Babylone Chaos / HIV+ / Mourmansk 150 - Univers carcéral

BABYLONE CHAOS / H.I.V.+ / MOURMANSK 150
Univers carcéral

Divine Comedy, 2005

 

 

Projet ambitieux que ce double album accompagné d'un recueil de photographies (livret de 24 pages, format 21x21)… pour un résultat à la hauteur de l'objectif fixé. Fabrice Billard (le boss du label), le définit ainsi : "Cette œuvre conjointe a pour but de mettre en relief la plasticité de la violence urbaine, les ghettos qui par extension conduisent aux prisons, ces univers déjà carcéraux dans lesquels naît et grandit une partie de la population étrangère* et surtout de montrer la face cachée et obscure de nos grandes villes.". Nul doute que les clichés présentés ici reflètent le propos, la musique appuyant encore davantage celui-ci.
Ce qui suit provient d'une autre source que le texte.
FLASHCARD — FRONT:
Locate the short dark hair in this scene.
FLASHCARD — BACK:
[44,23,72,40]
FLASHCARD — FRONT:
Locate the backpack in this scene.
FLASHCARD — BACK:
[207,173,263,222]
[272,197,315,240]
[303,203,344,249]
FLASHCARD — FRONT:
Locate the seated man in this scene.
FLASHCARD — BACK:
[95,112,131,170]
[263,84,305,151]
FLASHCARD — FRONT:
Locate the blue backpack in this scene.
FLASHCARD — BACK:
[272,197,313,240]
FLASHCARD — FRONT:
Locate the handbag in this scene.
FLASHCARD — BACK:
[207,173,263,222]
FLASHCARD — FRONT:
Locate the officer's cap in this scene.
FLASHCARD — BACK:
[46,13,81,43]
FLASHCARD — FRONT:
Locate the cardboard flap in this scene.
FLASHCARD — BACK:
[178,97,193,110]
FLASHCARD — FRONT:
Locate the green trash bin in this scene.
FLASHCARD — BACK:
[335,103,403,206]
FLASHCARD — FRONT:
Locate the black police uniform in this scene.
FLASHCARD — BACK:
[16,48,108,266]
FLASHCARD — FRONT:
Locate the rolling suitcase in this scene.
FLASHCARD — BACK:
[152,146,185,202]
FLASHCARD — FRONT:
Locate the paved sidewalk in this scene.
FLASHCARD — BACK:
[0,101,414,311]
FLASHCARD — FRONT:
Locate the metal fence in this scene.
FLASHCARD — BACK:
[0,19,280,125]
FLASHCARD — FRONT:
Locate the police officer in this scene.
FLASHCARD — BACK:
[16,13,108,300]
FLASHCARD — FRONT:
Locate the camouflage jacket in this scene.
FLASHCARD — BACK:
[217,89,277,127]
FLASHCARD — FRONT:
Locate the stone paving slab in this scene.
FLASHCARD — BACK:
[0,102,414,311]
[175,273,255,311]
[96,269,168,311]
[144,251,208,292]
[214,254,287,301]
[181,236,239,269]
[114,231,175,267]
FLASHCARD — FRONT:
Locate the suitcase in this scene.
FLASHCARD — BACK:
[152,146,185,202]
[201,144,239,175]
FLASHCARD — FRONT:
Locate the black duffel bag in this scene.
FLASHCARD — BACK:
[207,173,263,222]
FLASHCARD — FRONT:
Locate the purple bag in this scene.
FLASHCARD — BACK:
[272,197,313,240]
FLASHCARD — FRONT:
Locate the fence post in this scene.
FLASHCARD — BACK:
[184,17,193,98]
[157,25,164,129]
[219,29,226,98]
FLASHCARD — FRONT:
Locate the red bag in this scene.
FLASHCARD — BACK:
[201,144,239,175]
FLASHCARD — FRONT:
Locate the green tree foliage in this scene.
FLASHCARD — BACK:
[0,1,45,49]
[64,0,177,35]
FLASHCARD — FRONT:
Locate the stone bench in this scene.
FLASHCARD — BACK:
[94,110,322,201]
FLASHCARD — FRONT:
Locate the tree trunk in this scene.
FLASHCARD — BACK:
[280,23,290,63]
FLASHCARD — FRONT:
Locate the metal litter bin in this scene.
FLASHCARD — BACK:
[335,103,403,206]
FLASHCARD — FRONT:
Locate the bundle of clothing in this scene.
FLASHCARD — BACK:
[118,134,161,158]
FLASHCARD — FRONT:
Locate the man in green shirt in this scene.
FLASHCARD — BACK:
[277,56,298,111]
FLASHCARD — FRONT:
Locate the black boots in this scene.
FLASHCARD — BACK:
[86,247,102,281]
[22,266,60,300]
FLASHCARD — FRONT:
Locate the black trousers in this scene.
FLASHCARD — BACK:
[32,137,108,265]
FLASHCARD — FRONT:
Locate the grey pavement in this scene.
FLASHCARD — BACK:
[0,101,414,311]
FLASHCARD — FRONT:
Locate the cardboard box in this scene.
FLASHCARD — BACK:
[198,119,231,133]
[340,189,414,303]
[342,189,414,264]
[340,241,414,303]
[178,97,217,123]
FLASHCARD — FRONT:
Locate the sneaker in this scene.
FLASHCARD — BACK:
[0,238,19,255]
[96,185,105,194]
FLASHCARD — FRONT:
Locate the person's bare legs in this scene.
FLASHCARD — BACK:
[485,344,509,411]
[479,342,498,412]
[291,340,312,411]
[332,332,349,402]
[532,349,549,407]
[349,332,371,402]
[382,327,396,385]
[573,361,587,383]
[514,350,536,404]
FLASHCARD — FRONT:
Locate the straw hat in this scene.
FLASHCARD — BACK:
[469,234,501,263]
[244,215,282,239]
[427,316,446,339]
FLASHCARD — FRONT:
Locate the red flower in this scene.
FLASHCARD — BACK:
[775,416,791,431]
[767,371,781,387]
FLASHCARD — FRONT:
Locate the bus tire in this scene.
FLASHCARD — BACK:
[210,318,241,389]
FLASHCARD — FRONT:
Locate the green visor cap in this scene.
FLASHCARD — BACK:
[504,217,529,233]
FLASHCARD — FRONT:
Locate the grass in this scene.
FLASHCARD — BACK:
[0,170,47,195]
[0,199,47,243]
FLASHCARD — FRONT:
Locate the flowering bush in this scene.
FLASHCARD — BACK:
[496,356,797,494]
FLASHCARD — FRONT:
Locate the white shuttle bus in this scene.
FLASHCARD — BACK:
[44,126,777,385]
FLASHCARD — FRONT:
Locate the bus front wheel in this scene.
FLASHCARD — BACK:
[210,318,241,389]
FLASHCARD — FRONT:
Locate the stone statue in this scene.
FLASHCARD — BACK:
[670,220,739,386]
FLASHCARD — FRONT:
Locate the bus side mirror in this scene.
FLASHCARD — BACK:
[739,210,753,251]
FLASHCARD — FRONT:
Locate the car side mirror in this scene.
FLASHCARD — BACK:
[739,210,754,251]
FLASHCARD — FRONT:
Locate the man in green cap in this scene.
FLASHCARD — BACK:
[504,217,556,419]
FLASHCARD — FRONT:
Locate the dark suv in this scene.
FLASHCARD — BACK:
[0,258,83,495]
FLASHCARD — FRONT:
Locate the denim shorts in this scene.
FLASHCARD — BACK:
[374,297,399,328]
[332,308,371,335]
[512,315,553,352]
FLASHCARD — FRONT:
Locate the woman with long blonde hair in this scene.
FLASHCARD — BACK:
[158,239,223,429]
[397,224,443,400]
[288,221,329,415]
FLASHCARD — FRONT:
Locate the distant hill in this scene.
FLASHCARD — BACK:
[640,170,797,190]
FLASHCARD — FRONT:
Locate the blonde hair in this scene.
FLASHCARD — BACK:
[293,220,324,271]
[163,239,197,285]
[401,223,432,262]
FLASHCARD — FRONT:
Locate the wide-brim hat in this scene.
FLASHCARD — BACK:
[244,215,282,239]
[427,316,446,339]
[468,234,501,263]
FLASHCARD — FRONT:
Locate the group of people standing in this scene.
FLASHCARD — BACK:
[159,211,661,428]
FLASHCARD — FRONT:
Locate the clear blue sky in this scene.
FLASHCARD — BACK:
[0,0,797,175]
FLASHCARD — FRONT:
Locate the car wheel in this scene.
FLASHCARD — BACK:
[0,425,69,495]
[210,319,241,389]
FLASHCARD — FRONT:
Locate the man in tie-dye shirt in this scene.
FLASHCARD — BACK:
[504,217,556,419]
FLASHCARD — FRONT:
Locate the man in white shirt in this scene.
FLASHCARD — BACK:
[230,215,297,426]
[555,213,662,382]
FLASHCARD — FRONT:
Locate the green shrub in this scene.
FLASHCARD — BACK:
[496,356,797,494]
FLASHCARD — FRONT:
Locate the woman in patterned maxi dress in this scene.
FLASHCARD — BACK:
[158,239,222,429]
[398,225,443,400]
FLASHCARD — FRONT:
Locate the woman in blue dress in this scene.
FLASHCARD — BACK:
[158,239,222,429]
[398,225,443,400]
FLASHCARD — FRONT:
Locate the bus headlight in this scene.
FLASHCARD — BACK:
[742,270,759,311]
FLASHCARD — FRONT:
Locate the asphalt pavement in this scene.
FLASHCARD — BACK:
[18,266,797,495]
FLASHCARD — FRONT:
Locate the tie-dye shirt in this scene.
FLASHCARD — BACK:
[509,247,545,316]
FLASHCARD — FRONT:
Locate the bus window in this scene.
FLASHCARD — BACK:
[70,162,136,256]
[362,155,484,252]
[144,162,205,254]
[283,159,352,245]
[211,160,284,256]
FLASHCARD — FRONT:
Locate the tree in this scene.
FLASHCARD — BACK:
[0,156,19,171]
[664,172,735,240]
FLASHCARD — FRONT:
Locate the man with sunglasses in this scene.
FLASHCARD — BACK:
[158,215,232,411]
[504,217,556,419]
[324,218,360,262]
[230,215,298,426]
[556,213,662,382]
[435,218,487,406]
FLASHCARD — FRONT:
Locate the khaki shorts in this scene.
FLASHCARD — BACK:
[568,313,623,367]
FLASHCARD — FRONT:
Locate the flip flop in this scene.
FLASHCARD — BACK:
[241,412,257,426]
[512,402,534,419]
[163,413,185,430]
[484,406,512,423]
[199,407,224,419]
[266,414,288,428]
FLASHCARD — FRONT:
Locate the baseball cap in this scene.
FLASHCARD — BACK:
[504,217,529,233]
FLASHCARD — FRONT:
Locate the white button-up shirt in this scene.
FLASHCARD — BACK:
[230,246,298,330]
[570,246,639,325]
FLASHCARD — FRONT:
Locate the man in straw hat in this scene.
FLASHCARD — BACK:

Le premier CD est un split où se succèdent des compositions de H.I.V.+ et Mourmansk 150. Le pari de l'alternance était risqué, d'autant que les différences sont nettement sensibles entre les formations, mais le mariage des deux est parfait ; Mourmansk 150 impose un indus extrême tirant plutôt vers l'ambient, H.I.V.+ propose des titres plus enlevés, sans tomber cependant dans des rythmiques bruitistes et technoïdes simplistes, ce que l'on pouvait craindre de Pedro Peñas y Robles. La fusion s'opère donc sans le moindre grippage au cœur de la machine et nous entraîne dans son cauchemar.
Le second CD renferme le deuxième album, (le premier pour ceux qui ne prendraient pas en compte les autoproductions), de Babylone Chaos. Que dire de cet opus ? Il détient toutes les qualités déjà présentes dans les autres réalisations, conduites de main de maître par Botchan Karisen, un indus flamboyant et multiforme, sombre et lumineux, mêlant l'agressif et le subtil en un juste dosage. Babylone Chaos confirme tout le bien que l'on se doit de penser de lui. Rien à laisser ici, même "Chemical noise", seul morceau qui m'avait déplut sur l'EP "Disloquer", est ici parfaitement revisité par H.I.V.+.
"Univers carcéral"
, dans l'image comme dans le son, nous lance au visage un présent sinistre… et si rien n'est fait, le cancer qui nous ronge laisse envisager un futur où la réalité portera le masque de la mort ; une lente agonie, civilisation en déliquescence ayant abdiqué toute velléité d'humanité. Une vue cauchemardesque, lucide, pour un monde sans issue, qu'un poète visionnaire, Emile Verhaeren, avait pressenti dès 1895 dans "Les villes tentaculaires" : "Tragique et noire et légendaire, les pieds gluants, les gestes fous, la mort balaie en un grand trou la ville entière au cimetière."

*Pas qu'étrangère d'ailleurs, du moins en beaucoup d'autres villes (Remarque du chroniqueur).